Robert George, writing at First Thinigs, has an excellent tribute to the late Father Richard John Neuhaus. In it George offers a compelling reason for why Father Neuhaus abandoned the political liberalism of the post-Roe era. After making the case that Neuhaus was positioned well to become the next great liberal public intellectual--"the Reinhold Niebuhr of his generation"--George explains,
Then something happened: Abortion. It became something it had never been before, namely, a contentious issue in American culture and politics. Neuhaus opposed abortion for the same reasons he had fought for civil rights and against the Vietnam War. At the root of his thinking was the conviction that human beings, as creatures fashioned in the image and likeness of God, possess a profound, inherent, and equal dignity. This dignity must be respected by all and protected by law. That, so far as Neuhaus was concerned, was not only a Biblical mandate but also the bedrock principle of the American constitutional order.

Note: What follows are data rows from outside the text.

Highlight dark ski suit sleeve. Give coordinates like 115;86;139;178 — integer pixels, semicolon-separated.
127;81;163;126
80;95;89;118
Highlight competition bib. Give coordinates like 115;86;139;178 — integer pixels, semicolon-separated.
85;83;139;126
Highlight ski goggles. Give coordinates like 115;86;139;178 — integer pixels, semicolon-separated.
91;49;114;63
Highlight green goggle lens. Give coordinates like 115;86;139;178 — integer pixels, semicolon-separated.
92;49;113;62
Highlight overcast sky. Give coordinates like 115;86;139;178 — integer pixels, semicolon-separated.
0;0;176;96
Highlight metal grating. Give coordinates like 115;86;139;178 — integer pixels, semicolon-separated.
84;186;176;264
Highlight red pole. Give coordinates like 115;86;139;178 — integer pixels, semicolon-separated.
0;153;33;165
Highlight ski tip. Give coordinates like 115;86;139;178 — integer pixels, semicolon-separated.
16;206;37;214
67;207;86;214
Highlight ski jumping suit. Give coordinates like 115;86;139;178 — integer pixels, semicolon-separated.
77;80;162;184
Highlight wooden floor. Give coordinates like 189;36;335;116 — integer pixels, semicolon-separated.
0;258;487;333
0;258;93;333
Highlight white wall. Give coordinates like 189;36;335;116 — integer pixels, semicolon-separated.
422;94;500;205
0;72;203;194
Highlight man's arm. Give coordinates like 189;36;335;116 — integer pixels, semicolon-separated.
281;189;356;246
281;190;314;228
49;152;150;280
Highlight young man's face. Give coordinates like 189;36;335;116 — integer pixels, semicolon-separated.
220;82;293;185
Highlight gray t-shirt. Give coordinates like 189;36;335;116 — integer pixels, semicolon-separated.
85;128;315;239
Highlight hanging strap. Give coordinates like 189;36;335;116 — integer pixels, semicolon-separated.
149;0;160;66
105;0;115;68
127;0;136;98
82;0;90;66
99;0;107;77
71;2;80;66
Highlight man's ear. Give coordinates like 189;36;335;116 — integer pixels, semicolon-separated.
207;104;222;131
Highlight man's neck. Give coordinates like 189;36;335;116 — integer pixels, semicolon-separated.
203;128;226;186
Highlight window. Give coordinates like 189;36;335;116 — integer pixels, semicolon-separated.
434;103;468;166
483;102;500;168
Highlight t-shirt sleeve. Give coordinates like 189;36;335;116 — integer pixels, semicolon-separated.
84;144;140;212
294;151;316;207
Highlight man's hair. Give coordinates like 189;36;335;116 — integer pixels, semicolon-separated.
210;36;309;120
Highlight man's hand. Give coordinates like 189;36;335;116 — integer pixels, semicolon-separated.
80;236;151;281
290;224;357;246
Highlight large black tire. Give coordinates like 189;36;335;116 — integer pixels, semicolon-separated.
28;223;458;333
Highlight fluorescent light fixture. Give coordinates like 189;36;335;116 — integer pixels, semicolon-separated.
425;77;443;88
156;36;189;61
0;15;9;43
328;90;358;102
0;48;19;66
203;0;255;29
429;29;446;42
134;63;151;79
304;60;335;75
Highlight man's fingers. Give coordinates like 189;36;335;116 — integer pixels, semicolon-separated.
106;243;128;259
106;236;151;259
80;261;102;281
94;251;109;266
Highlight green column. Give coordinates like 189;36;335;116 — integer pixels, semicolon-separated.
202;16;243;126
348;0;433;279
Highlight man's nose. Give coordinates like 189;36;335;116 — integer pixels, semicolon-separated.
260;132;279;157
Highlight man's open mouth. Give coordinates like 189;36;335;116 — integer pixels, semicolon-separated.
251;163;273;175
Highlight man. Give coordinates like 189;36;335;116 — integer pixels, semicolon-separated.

Respect for the dignity of human beings meant, among other things, not subjecting them to a system of racial oppression; not wasting their lives in futile wars; not slaughtering them in the womb.
George goes on to show how the abortion issue opened Neuhaus to other departures from liberalism--departures that would come to define him not as liberalism's next Niebuhr, but its "nemesis."
I'm praying that some of the great thinkers on the left today will have a similiar "conversion." Not, ultimately, for political reasons, but for the sake of the unborn.